EFSA requested information to support this review and the FSA submitted the evidence supporting the consultation documents. EFSA recommendations provided information on available controls and their effectiveness rather than specific recommendations for member state action due to the different risk profiles that occur at a national level.

You can find the EFSA opinion via the link on this page.

Current controls: England, Wales and Northern Ireland

Controls for RDM are provided in EU and domestic legislation.

1. The current controls on the sale of raw cows' drinking milk in hygiene regulations are:

a) the milk may only be sold direct to consumers by registered milk production holdings (at the farm gate or in a farmhouse catering operation), at farmers’ markets (by the farmer) or by a distributor from a vehicle used as a shop premises (i.e. milk rounds). Sales through other outlets have been banned since 1985.

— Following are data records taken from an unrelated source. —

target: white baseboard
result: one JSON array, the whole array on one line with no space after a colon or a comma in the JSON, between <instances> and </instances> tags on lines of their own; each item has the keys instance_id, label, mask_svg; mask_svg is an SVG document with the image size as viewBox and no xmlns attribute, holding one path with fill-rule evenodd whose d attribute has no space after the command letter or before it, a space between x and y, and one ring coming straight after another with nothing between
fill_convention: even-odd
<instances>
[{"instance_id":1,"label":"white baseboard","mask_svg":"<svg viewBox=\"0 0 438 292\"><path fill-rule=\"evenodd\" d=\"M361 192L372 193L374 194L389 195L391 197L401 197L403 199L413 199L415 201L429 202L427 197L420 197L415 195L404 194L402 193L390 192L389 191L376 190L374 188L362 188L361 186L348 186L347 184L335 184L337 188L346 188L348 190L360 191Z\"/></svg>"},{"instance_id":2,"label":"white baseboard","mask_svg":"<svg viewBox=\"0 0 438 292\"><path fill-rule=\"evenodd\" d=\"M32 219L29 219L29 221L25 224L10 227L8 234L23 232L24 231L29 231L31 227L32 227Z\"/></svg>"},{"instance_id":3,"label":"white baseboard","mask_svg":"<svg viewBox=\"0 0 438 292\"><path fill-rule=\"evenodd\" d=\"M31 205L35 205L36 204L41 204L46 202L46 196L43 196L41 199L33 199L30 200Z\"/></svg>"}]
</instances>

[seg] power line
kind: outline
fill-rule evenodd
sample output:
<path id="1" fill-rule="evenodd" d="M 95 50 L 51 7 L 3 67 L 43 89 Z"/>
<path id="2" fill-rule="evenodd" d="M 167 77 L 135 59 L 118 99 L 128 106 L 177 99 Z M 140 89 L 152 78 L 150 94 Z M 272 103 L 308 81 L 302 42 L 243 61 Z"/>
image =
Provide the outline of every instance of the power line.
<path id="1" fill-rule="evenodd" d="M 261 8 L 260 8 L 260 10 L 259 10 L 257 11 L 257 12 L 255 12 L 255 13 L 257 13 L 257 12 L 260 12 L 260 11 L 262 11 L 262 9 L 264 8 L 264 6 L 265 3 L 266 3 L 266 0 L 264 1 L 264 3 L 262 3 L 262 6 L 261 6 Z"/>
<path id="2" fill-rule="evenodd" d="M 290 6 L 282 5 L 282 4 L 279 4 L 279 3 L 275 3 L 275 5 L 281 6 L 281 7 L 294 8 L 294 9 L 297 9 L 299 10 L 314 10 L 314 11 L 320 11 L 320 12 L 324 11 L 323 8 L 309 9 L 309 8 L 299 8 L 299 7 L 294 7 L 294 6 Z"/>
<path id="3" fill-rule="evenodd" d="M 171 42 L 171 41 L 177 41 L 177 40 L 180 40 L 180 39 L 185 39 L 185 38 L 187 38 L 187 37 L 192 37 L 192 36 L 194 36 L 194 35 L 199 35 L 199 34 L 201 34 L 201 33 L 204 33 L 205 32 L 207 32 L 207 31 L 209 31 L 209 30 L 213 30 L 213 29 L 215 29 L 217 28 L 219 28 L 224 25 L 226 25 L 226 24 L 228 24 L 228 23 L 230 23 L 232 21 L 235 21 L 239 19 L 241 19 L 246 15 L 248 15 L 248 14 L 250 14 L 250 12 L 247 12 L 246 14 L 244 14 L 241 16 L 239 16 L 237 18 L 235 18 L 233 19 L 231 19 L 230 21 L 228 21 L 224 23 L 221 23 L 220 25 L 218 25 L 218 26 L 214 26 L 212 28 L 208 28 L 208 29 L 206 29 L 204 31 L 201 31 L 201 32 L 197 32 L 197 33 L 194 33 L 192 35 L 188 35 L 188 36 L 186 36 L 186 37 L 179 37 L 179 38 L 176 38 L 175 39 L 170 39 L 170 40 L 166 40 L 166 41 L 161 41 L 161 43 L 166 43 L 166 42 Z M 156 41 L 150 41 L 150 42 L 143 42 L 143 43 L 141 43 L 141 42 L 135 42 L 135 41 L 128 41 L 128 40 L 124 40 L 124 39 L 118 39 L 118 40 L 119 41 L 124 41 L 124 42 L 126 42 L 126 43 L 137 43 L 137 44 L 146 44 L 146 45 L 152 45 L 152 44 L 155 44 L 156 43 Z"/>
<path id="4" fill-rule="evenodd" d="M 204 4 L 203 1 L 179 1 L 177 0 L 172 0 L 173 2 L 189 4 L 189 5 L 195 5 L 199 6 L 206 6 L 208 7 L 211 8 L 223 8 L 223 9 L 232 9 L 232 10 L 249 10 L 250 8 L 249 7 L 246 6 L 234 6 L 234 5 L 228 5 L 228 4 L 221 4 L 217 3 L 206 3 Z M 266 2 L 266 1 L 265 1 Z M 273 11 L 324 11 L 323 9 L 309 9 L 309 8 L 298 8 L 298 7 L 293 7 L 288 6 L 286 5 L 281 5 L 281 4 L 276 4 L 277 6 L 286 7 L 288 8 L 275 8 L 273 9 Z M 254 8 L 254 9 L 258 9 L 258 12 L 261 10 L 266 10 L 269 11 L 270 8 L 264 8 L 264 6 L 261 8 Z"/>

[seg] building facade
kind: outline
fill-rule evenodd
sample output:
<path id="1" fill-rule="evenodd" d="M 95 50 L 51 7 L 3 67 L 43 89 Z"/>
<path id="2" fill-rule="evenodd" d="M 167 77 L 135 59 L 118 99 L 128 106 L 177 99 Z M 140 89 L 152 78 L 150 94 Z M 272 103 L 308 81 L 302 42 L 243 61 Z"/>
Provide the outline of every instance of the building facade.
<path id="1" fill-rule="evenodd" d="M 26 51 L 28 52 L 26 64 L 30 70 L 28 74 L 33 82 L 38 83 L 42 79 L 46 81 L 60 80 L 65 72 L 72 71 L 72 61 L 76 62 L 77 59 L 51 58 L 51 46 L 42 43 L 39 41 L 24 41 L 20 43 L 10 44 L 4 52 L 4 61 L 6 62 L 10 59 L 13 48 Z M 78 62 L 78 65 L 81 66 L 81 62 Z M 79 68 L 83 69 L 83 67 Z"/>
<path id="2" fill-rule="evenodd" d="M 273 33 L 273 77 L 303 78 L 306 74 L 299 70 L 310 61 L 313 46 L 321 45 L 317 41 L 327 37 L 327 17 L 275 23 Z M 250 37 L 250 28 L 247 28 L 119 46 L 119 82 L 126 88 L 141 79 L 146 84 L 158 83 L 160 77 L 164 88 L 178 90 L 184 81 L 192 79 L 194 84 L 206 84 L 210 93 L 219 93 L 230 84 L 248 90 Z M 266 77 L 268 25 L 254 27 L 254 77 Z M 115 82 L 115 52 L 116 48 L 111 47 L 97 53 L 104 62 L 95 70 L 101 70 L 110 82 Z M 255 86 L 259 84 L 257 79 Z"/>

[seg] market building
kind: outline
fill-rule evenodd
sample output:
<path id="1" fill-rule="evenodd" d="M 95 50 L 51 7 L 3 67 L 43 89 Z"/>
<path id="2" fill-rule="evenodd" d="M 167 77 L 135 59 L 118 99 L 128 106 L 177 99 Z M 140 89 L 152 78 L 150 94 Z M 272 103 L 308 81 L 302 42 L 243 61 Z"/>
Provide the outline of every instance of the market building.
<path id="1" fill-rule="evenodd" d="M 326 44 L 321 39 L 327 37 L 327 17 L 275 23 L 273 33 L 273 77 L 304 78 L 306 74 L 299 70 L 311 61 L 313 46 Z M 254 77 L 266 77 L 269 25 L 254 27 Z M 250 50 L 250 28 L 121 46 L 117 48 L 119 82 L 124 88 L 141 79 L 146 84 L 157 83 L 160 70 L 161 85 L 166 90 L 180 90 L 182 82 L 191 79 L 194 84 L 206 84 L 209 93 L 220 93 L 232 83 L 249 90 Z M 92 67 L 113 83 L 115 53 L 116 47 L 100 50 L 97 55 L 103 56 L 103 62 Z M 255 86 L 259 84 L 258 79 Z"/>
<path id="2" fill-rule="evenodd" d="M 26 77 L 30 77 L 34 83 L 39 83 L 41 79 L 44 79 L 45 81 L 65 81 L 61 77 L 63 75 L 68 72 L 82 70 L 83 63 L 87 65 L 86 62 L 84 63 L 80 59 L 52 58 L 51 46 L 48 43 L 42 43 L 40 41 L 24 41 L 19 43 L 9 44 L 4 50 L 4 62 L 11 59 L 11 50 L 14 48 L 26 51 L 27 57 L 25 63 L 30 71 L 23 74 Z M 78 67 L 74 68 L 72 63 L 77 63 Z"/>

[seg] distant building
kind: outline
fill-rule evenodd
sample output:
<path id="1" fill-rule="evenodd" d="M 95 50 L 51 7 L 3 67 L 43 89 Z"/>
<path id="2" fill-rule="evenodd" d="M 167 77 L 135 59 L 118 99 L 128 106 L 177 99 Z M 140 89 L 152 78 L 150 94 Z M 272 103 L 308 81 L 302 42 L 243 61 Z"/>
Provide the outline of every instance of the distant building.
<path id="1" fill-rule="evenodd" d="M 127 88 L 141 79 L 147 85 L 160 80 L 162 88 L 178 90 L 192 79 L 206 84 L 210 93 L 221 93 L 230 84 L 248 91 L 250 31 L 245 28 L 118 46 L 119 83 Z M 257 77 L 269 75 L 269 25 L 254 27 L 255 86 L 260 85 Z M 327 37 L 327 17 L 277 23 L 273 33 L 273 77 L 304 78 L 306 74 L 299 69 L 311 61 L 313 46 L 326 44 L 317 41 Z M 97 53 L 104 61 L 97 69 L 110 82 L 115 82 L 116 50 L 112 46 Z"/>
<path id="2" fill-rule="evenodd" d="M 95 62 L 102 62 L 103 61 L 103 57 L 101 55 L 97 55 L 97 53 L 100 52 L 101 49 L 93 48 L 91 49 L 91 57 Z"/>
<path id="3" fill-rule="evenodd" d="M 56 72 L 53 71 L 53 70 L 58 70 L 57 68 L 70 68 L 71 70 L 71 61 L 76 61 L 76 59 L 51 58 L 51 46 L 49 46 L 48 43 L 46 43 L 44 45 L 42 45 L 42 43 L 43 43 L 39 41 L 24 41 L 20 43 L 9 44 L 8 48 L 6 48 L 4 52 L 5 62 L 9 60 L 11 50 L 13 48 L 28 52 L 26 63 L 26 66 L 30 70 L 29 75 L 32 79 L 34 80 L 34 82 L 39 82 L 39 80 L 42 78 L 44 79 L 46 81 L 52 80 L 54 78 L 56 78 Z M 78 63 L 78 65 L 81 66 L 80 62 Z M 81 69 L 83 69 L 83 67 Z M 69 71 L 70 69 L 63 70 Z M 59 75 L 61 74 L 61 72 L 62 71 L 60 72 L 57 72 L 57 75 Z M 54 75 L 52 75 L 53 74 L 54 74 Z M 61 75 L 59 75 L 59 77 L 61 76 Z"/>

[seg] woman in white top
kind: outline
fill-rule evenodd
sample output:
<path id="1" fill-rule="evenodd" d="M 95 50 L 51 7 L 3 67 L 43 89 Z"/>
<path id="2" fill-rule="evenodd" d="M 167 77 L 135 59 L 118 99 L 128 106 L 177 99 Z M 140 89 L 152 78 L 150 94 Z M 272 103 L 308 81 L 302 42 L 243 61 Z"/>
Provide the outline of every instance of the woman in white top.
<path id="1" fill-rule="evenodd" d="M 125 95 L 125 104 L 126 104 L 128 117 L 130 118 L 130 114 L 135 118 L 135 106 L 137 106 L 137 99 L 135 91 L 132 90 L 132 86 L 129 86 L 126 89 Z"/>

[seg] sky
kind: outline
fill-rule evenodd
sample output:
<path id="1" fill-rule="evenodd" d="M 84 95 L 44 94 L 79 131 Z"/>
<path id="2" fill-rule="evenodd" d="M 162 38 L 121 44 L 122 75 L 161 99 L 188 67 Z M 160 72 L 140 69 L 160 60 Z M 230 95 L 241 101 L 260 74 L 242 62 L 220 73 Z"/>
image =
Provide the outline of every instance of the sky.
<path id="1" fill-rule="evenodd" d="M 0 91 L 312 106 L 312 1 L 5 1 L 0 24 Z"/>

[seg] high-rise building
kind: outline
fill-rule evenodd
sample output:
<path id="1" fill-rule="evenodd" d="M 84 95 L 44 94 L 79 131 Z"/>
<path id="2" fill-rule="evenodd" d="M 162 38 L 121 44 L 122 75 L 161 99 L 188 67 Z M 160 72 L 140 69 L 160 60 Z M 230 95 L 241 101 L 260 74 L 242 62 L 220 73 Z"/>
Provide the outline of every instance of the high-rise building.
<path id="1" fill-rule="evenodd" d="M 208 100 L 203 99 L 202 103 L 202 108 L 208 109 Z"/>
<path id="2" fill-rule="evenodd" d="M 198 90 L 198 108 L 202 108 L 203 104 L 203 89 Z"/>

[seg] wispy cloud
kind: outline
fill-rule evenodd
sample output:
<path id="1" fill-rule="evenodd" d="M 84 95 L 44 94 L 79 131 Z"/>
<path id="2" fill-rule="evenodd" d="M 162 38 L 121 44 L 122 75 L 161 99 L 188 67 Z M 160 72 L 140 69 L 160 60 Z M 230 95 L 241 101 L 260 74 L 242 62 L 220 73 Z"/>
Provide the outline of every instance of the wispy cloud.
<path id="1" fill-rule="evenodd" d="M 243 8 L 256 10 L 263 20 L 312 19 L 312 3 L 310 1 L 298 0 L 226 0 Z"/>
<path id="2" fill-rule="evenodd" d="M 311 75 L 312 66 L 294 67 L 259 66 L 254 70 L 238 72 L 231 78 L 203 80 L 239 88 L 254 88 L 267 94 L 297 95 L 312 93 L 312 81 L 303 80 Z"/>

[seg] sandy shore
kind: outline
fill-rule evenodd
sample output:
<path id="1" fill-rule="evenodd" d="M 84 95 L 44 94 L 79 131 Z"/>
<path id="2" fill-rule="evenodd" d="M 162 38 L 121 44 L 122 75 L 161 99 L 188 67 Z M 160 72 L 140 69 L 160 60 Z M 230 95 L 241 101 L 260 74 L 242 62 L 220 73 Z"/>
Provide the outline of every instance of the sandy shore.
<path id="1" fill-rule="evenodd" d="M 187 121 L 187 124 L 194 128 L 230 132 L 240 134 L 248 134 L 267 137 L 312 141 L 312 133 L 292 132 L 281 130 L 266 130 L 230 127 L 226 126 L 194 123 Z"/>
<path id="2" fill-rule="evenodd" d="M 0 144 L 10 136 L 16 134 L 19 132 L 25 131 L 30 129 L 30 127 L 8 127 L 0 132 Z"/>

b) the supplying animals must be from animals that are healthy, and a herd that is brucellosis and tuberculosis free.

c) the production holding, milking premises and dairy, must comply with hygiene rules.

d) the milk must bear the appropriate health warning.

e) compliance with the food safety and hygiene requirements is monitored through twice-yearly inspections.

f) the milk is sampled and tested quarterly by Dairy Hygiene Inspectors to monitor compliance with microbiological standards.

2. The sale of raw drinking milk from sheep, goats or buffaloes:

a) is not subject to the restrictions at 1a) above.

b) RDM from buffaloes has to comply with the herd status requirement at 1b) above.

c) RDM from sheep and goats must come from animals that are healthy and belonging to a production holding that is brucellosis free.

d) RDM must comply with dairy hygiene rules and microbiological standards;

e) In England, raw drinking milk from sheep and goats, but not buffaloes, has to carry the health warning. In Wales, raw milk from all three species has to carry the appropriate health warning.

f) compliance with these requirements is monitored at inspections programmed on a risk basis.

3. The sale of raw cream:

a) is not subject to the restrictions at 1a) and d) above;

b) must comply with all the requirements that apply to milk products under dairy hygiene rules and microbiological standards;

c) must be made with milk meeting the herd status criteria described in paragraphs 1b) and 2b) and c) above;

d) raw cream is not required to carry the health warning but the words ‘made with raw milk’ must be displayed on the product.

e) compliance with these requirements is monitored through risk-based inspections.

Current controls: Scotland

Sales of RDM (all species) are prohibited in Scotland.